There was only one incident where the serum came close to being used. "In one scene, I had to talk to the snake so I was very close to it. I had to move, too, and knew that could have upset the snake. In that shot, the handler was actually holding the snake off-camera – but it still took a strike. Luckily, cobras tend to strike low and at the same time, the handler pulled the cobra away, so it missed. I was quite frightened."
It so unnerved her that she had to take a break – for five minutes.
Despite the renown that Mae Bia has brought, Mamee doesn’t think the film indicates anything special about her acting ability. "I need to perform in many more roles, and in many different kinds of characters, before I can say that I’m a successful actress."
But it has made her face instantly recognisable. "I need to smile all the time when I’m out – I now belong to this society of actors who people recognise."
Butterfly Man, in which an Englishman falls in love with a masseuse (Mamee) on Ko Samui, will soon hit the screens, but it was more fun than a challenge to Mamee. "It fitted me really well. I didn’t need to do much acting; the role and my natural character matched well."
Offers for other films are now flowing in – Mamee reads the scripts herself – but few of them are for what she calls ordinary roles. "They tend to be a bit extreme, leaning towards the erotic after Mae Bia."

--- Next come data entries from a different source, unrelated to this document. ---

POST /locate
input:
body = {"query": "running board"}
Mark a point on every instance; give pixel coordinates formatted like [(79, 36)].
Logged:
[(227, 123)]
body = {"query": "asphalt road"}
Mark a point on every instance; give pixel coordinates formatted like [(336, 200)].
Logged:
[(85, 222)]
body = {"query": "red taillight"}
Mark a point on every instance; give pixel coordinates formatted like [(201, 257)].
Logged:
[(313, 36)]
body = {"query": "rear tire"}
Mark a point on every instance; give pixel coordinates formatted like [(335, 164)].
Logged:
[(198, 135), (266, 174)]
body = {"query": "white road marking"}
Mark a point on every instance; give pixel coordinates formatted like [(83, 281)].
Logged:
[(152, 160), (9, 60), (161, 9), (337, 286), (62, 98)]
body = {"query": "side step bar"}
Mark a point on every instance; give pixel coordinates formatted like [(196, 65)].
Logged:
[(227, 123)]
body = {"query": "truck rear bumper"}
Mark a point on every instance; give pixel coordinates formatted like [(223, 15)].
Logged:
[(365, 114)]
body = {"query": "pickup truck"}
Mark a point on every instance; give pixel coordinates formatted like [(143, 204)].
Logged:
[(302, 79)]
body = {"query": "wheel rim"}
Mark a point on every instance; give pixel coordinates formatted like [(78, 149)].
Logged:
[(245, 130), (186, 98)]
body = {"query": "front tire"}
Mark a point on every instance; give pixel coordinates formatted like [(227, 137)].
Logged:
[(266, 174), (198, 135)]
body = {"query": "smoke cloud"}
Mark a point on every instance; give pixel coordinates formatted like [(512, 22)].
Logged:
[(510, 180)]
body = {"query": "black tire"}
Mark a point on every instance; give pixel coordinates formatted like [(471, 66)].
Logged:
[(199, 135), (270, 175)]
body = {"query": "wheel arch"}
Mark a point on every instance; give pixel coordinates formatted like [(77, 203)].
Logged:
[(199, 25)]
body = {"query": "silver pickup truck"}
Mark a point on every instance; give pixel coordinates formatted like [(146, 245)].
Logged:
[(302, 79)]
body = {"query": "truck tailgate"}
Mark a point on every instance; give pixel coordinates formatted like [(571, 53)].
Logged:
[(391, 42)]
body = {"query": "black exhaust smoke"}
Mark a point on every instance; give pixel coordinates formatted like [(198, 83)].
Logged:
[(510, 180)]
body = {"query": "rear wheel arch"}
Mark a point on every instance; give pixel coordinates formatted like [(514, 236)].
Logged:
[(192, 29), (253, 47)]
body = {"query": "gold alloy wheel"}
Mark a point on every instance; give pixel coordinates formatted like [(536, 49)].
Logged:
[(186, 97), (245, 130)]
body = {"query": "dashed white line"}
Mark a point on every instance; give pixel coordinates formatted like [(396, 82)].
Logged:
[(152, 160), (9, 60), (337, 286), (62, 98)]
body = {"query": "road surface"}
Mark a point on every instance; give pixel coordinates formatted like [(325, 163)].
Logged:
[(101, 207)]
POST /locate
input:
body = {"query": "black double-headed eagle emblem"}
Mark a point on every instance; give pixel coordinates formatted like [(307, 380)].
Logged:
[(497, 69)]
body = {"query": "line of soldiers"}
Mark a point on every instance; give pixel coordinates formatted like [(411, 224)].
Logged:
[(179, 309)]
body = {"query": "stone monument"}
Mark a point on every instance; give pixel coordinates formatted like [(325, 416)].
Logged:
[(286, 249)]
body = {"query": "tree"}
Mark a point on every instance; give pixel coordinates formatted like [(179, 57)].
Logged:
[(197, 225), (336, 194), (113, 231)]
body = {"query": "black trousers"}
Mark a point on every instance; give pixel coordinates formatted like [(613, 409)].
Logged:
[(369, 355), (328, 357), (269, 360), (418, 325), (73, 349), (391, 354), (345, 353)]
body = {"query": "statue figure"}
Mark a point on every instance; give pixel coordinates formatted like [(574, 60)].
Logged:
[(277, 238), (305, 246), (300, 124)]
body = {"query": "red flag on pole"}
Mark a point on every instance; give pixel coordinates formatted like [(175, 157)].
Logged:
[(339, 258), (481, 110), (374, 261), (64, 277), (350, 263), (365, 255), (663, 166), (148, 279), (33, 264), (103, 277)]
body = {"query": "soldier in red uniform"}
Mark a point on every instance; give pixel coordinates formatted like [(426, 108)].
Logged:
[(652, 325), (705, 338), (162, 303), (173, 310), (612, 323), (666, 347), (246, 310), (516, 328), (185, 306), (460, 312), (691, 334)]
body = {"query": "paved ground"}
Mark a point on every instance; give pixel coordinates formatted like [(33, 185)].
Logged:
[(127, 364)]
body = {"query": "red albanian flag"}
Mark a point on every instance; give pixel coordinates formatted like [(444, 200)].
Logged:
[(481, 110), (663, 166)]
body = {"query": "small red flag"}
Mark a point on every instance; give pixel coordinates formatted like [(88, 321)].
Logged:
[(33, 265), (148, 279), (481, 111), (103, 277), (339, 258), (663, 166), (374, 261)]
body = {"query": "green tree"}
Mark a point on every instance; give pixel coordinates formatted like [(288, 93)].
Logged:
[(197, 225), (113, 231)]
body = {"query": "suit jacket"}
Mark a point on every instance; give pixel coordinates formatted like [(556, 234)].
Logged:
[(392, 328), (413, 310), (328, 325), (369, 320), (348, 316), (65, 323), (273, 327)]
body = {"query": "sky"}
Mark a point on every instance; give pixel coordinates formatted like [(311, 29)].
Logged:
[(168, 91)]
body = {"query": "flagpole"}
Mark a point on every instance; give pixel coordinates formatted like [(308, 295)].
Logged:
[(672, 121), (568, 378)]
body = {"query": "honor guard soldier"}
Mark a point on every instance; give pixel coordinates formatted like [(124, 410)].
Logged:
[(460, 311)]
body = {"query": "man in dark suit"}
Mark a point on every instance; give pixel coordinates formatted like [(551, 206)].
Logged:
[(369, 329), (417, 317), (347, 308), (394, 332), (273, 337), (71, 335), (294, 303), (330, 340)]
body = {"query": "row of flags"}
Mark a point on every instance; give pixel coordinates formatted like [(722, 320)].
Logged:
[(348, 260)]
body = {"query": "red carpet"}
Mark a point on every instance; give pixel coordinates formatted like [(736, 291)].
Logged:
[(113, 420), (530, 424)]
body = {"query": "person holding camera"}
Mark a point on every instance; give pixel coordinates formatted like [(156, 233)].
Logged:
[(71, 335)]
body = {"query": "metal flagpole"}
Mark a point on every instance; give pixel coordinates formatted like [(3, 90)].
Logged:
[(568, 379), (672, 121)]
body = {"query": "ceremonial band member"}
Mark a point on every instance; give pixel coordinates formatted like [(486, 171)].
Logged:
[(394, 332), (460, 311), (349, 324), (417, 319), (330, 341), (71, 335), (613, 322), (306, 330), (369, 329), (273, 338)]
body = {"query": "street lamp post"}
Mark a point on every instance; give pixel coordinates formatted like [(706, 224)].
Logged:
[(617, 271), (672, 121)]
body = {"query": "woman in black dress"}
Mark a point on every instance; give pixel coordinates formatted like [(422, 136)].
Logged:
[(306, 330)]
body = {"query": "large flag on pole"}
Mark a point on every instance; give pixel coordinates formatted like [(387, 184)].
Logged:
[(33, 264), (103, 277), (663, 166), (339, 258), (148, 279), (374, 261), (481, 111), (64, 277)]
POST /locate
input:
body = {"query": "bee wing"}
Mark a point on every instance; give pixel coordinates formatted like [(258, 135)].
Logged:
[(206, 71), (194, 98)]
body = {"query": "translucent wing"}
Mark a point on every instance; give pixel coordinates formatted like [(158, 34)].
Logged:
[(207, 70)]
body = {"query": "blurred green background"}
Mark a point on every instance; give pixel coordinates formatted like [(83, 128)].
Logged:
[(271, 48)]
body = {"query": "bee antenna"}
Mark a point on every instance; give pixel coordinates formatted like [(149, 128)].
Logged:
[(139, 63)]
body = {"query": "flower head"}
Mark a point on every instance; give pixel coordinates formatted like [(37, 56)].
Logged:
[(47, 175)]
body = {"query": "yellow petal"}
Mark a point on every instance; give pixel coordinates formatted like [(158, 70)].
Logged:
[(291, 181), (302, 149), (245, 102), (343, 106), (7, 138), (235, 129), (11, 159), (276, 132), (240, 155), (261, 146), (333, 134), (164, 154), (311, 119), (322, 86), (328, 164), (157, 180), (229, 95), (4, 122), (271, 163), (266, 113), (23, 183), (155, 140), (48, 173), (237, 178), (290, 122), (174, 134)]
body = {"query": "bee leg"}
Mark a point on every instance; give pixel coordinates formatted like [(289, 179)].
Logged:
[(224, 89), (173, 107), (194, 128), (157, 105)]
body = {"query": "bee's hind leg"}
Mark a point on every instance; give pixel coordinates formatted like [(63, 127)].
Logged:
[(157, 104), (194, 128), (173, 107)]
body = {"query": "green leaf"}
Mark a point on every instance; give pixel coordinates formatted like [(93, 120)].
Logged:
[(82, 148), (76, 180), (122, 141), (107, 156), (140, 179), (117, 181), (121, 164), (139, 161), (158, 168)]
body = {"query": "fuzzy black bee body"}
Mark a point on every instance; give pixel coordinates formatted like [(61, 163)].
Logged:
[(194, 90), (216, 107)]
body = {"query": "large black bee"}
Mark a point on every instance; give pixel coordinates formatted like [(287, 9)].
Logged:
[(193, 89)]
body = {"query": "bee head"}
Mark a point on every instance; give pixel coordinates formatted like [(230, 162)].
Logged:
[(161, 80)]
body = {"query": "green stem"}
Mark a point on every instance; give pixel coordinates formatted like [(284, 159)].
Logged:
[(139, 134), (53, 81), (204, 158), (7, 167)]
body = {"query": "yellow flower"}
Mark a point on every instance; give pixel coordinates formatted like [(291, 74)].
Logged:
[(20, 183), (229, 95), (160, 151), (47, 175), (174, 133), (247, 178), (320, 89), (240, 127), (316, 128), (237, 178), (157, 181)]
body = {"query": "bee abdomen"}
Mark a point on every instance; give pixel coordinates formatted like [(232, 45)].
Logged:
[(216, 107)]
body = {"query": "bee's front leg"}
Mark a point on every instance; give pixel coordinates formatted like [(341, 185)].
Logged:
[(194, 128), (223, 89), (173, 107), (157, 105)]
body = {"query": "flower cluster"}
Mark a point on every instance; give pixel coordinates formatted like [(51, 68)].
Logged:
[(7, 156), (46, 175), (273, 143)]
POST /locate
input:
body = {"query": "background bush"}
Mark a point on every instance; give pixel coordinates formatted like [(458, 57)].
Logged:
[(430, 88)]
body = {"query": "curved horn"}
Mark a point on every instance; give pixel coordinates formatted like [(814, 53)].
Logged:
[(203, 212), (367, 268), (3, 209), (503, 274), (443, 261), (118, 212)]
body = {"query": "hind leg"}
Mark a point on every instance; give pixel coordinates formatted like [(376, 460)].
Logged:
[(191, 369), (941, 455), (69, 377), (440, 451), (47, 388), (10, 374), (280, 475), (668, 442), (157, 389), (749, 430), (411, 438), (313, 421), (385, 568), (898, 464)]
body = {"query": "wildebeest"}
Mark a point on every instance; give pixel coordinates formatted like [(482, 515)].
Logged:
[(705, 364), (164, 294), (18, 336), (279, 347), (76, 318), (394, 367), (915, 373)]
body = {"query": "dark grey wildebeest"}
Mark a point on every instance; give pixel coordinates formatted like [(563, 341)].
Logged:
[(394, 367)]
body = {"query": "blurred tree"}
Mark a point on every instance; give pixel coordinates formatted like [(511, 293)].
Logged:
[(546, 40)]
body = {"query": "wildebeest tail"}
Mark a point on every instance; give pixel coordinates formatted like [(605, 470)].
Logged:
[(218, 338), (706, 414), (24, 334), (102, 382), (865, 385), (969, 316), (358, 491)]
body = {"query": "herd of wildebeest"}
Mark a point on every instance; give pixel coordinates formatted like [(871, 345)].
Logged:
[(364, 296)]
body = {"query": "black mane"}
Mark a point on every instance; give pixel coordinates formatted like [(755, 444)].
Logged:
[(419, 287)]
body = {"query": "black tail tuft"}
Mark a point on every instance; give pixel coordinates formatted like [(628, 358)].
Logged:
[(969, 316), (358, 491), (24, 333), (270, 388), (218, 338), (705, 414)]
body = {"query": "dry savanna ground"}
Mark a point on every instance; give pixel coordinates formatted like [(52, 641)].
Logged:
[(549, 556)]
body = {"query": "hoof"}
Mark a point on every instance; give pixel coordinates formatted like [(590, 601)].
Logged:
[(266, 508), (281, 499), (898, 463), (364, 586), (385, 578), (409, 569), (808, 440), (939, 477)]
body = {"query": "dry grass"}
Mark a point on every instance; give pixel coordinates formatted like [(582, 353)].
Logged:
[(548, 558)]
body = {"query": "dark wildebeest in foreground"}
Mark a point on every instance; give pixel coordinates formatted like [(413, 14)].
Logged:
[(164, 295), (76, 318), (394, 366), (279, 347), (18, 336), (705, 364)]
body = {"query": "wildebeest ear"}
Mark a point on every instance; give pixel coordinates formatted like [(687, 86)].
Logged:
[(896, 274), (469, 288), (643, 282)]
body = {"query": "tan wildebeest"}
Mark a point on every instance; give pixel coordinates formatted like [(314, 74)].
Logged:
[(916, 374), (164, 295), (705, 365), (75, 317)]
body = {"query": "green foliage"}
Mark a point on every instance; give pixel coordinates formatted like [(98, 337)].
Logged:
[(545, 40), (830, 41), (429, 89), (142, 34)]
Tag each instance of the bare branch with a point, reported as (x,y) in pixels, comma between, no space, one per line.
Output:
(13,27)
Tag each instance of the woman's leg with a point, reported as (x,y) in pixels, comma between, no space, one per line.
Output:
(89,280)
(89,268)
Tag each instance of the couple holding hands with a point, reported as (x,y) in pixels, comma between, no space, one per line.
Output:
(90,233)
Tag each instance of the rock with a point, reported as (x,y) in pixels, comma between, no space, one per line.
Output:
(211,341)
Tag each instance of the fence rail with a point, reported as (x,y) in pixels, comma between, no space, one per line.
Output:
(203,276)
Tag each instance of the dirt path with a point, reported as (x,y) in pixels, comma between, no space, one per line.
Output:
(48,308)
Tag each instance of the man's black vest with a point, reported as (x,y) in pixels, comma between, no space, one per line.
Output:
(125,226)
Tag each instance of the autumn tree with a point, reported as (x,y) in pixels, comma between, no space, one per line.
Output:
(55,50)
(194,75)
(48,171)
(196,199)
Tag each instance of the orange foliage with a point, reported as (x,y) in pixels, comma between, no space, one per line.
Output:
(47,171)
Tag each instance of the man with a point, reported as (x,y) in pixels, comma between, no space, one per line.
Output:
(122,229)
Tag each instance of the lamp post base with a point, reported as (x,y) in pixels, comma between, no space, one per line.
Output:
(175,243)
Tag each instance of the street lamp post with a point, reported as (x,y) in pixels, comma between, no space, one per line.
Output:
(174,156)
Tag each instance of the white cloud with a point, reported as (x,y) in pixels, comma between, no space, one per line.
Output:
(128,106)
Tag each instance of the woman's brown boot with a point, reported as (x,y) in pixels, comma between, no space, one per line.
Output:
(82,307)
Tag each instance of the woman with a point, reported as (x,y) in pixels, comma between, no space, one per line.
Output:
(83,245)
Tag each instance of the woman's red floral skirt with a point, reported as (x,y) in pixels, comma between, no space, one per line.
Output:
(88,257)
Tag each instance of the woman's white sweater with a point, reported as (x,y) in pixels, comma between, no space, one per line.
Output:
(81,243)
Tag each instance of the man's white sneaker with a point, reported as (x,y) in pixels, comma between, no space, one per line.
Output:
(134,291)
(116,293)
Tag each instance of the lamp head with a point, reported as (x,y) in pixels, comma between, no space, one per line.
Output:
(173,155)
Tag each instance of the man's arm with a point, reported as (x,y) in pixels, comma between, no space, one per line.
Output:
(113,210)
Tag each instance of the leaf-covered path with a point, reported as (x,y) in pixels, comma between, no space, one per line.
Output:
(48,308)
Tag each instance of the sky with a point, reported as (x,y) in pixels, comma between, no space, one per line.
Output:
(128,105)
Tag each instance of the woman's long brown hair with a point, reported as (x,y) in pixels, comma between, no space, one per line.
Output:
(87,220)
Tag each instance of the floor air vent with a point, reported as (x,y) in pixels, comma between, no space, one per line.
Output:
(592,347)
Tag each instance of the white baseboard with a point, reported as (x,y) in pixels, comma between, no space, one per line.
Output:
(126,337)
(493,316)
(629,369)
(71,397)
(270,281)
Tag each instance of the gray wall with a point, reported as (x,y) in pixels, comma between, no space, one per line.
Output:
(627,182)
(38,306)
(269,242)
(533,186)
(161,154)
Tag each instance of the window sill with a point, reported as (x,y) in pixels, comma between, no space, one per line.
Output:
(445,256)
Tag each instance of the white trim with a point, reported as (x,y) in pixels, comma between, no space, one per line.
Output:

She’d like most to appear in an action film next – something like the Chinese movie The Professionals – would be right up her alley. While she’s yet to take up any martial arts, she has been studying yoga for nearly a year. The casting agent for Mae Bia originally encouraged her to take it up after passing a critical eye over her body. "I have a teacher who has been teaching me specific positions to help me improve my muscle tone in particular areas," she says. "I have lost weight, plus I like it. I do it every night before going to bed." Meditation is on the agenda, but at the moment Mamee just doesn’t have time. "I’m working from 7 in the morning through to midnight. There’s no time for anything else!"
And that includes a boyfriend. She cites The Professional’s Lee Ong and Tom Hanks as men she finds interesting, but adds that looks aren’t important to her. "A sense of humour is the one thing I look for in a man."
But Mamee does have time to offer some words of encouragement to young aspiring thespians. "To those individuals who are interested in entering this industry, I would like to say: I started from the bottom and made it. You could too. So don’t give up!" And, perhaps, consider changing your name.